If they change the database, they believe someone will scream at them, but they don't know who because:

  • They have no visibility on the code that touches the database so
  • They do not know what they are about to break.

So where is this code that the DBAs can't see or test?

  • Embedded in applications (or generated within the application dynamically) – often in widely-differing technology stacks (.NET, Java, etc.)
  • Embedded in Excel spreadsheets
  • Embedded in Reporting Services Reports
  • Embedded in Power BI Dashboards
  • Embedded in Analysis Services data sources
  • Embedded in SSIS Packages
  • Embedded in Access databases
  • And so on and so on.

What this means is that if the DBAs want to change the database, they have absolutely no way of knowing, at all, what they are about to break, unless they have tested every spreadsheet, have run every option in every report, have run every combination of SSIS packages, have reprocessed every analytic data model, have used every feature in every application, etc, etc.

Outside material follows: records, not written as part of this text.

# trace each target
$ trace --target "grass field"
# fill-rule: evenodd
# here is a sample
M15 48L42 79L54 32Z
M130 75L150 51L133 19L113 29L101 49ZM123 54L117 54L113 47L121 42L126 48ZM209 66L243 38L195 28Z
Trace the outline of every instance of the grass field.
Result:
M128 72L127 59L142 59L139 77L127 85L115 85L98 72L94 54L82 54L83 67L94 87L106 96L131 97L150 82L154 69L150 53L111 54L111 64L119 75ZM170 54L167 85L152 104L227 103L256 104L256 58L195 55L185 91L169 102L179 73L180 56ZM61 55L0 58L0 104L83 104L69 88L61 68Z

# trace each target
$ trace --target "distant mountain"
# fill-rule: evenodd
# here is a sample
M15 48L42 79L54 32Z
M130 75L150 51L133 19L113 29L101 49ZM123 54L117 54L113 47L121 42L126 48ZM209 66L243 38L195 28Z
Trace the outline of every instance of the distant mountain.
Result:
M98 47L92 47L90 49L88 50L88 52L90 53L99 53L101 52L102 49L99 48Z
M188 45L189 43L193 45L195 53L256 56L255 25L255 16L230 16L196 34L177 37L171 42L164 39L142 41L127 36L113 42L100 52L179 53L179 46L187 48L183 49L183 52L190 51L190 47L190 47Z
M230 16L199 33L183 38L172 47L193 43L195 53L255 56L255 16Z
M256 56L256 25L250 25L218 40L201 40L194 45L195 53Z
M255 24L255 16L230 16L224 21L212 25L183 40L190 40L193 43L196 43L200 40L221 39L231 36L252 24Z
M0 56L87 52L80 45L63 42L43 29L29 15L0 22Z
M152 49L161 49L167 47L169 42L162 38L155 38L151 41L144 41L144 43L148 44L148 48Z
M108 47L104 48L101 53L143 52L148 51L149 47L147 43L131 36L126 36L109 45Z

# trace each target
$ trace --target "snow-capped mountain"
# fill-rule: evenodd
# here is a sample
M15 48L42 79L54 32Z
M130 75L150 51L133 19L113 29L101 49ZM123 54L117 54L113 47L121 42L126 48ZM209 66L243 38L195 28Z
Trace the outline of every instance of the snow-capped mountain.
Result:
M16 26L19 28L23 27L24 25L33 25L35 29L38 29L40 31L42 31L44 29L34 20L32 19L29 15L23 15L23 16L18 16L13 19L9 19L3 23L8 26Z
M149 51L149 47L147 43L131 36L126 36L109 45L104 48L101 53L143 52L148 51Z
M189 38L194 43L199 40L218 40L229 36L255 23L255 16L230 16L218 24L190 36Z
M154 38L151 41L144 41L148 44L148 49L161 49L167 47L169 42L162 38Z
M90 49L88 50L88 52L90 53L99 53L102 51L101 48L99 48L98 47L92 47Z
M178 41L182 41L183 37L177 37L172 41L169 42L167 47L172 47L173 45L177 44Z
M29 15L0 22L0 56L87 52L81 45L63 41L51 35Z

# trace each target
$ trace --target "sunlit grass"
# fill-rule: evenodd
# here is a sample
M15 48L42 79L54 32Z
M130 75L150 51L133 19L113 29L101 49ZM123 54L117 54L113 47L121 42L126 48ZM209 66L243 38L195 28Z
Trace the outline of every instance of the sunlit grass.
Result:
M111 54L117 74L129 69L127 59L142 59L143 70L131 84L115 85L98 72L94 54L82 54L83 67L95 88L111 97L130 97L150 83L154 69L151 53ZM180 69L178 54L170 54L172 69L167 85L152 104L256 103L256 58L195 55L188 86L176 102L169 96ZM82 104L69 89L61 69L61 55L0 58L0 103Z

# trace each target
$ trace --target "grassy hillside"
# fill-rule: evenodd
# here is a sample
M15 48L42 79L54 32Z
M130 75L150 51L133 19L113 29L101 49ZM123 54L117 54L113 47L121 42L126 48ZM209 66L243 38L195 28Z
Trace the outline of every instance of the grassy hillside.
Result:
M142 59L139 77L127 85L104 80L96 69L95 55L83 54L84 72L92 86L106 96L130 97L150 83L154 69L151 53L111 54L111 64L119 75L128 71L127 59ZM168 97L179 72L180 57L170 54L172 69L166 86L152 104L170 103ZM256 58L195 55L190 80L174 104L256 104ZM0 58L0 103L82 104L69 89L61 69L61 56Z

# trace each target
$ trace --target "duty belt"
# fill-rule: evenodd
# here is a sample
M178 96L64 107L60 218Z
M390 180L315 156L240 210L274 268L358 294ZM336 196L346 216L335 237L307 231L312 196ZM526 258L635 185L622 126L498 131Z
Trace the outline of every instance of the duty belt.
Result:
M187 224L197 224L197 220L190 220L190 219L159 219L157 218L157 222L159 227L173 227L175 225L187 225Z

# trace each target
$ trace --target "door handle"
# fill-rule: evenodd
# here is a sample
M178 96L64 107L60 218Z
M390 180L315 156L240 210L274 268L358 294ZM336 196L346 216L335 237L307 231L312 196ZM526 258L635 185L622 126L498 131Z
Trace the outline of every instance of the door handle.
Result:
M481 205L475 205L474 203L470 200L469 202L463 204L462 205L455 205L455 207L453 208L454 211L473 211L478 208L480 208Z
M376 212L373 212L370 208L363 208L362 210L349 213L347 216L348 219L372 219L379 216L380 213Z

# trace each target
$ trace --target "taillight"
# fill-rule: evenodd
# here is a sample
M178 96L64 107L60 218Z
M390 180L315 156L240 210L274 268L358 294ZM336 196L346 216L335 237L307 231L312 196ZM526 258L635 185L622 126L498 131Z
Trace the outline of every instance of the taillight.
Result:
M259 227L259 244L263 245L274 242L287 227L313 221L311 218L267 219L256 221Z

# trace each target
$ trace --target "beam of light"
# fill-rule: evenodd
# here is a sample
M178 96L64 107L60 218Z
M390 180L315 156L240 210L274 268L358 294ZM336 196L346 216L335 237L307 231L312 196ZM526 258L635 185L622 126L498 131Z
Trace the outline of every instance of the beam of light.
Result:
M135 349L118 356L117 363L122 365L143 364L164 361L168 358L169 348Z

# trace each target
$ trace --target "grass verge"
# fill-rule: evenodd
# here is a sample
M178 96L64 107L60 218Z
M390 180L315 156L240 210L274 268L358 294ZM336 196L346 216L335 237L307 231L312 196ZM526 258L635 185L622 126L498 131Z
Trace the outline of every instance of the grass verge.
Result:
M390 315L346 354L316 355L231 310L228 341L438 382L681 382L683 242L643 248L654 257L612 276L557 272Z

That's never going to happen, so what do they do? They push back on any changes.

image

If I talk to the developers, and ask them why they built this pile of cards, I'm invariably told that they had to be agile. Yet what they don't understand is that what they have built is the complete opposite of agile. They have actually built a house of cards where no-one is game to touch anything. And we know where that all ends.

image

This is why I'm so much of a fan of having at least one layer of abstraction (yes that's procs and views) within the database. Then at least, the DBAs have visibility in the code touching the database.

In a slightly better world, the data people would also have unit tests wrapped around those procs and views. Then, when they need to make a change, they could just re-run the tests, and at least know that they haven't broken every report, spreadsheet, etc. in the organization.

I know that many might disagree, but I believe that if you are putting anything that looks like T-SQL logic directly into an application, into a spreadsheet, Reporting Services report, Analysis Services data source, Access database, etc., you're building a problem faster than you're building your applications.